A second point is the potential effects that ‘smart’ drugs may have on us. Although there are potentially negative long-term effects on our health, the use of these may change our attitudes to education as a whole. Our educational system should not just about being able to pass exams—it incorporates far more than that. How we approach to learning what is needed to pass these exams is also very important. This includes self-motivation and concentration—the natural cultivation of which is partially bypassed when taking ‘smart’ drugs.

Throughout the educational system, from first year to the completion of a degree, our concentration naturally grows due to practice. But with the availability of a shortcut, many will prevent the natural growth of these skills—the importance of which needs no explaining. Although it may only be used occasionally when a deadline has crept up too fast, or the exam is harder than you first thought, it is easy to see how one could become so reliant on these pills knowing they are there as a last resort. But it also raises the question as to what wouldn’t be okay to shortcut—for example, would it be okay to take a pill to temporarily gain the knowledge needed for the exam? Hopefully, most would agree that it wouldn’t. If it is wrong to take the second pill, what makes it okay to take the first one, despite both acting as a temporary aid to exams?
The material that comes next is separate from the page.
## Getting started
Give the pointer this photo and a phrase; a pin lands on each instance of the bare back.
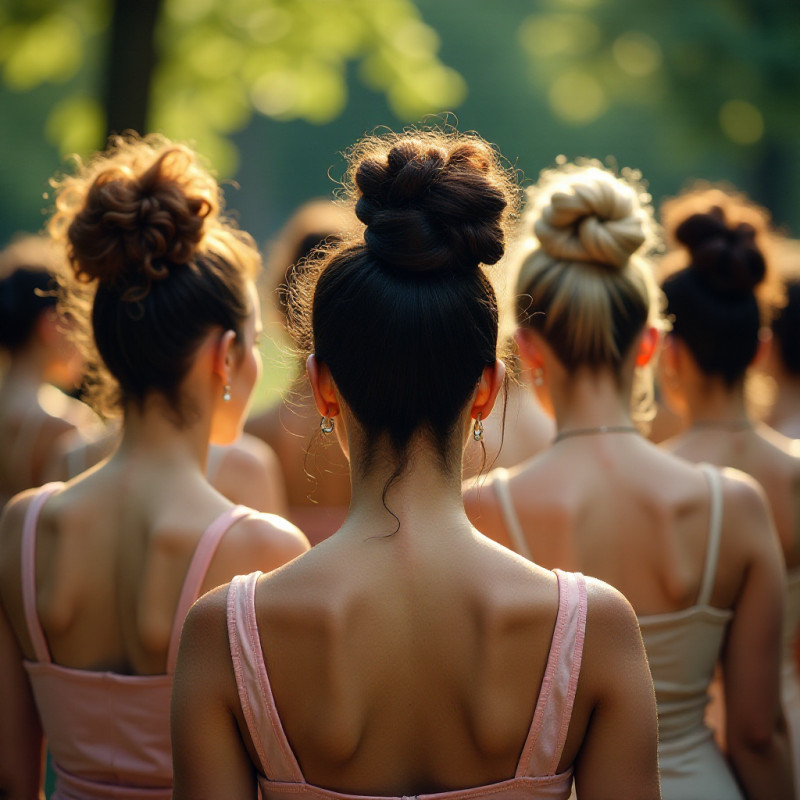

While the principle of equality of opportunity remains a strong one, a university degree is extremely valuable these days, making it understandable that many people will struggle to sacrifice a potential grade increase, based on a principle that they can’t be sure others won’t follow. Knowing the possibility of a first class degree could be higher if you study with ‘smart’ drugs is a hard possibility to turn down. Though it may be difficult to convince many people that using these aids unnecessarily is unfair, educating students on the effects it has on equality in education is a worthy debate.